Abbreviations: BW, body weight; HP, heat production; RQ, respiratory quotient

Although animal housing and temperature requirements have been well-established by the Guide for the Care and Use of Laboratory Animals,¹⁶ numerous studies^2-5,7,8,10 indicate that the currently recommended ambient temperature for mice (20 to 26 °C) may be below their lower critical temperature. When given a choice, mice spend more time overall at 30 °C, overwhelmingly so when inactive.² As a result of the discrepancy between standard laboratory housing practices and the preferred thermoneutral zone of mice⁶ (26 to 34 °C), cold stress can occur, which may threaten overall animal wellbeing and alter metabolism. Because mild cold stress in mice can alter their physiologic state,^5,8,25 housing mice in an environment below thermoneutrality could lead to errors in extrapolating physiologic, pharmacologic, and toxicologic findings from experimental rodent models to humans^10,15 and negatively affect research integrity.³ Reevaluating and refining laboratory animal management practices and housing protocols is a crucial step in improving animal wellbeing, stabilizing metabolic rate, and increasing the repeatability and validity of scientific data generated using mouse models.

When ambient temperature falls below a mammal's lower critical temperature, metabolic rate is increased so that heat production by the body matches heat loss to the environment,⁶ leading to an increase in energy expenditure.
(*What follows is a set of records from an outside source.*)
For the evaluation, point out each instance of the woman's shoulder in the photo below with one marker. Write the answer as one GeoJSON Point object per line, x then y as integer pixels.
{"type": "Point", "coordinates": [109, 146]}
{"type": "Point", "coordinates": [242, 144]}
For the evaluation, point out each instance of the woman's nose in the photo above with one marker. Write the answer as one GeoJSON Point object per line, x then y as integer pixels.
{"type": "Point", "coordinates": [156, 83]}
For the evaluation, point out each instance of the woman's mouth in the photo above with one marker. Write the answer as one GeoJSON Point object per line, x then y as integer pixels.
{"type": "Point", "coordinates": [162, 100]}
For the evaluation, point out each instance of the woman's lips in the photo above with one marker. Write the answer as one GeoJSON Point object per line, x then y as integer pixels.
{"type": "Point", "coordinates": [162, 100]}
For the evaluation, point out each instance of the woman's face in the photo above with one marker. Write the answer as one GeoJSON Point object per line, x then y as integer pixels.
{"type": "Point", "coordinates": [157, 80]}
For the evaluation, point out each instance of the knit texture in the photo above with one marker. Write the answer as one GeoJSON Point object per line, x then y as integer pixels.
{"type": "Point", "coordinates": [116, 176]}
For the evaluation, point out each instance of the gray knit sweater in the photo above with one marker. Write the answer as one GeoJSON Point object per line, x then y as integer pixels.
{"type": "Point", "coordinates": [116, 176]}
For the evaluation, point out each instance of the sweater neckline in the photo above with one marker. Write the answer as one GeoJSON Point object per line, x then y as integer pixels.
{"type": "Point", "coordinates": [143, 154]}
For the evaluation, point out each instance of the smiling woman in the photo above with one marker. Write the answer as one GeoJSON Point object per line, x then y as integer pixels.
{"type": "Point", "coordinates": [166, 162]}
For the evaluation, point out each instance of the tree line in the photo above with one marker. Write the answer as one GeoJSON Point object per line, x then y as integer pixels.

Due to a high surface area to mass ratio, mice are particularly susceptible to cold stress, and their thermoregulatory system is easily affected by drugs, chemicals, and a variety of pathologic conditions that can be exacerbated by changes in ambient temperature.⁹ Although mice primarily rely on changing their metabolic heat production to regulate core body temperature,²⁴ they can also respond behaviorally by huddling and nest building,^6,20 which allows them to insulate themselves when performing behaviors that generate less metabolic heat (such as sleeping) compared with active behaviors.² Consequently, multiple studies^3-5,26 suggest that providing mice with suitable amounts of nesting material can improve thermal comfort and may normalize metabolic rate by reducing reliance on increasing metabolic heat production to maintain euthermia, especially during periods of inactivity. Therefore, the study objective was to determine the effect of the amount of nesting material (0, 6, or 12 g) on heat energy loss and energy balance in 3 common strains of mice, housed at currently recommended temperatures, during the daytime when mice are presumed to be in an inactive phase. We hypothesized that increasing the amount of available nesting material would decrease energy loss as heat and result in a more positive energy balance in laboratory mice during the daytime, regardless of strain.

Materials and Methods

Animals and pretreatment procedures.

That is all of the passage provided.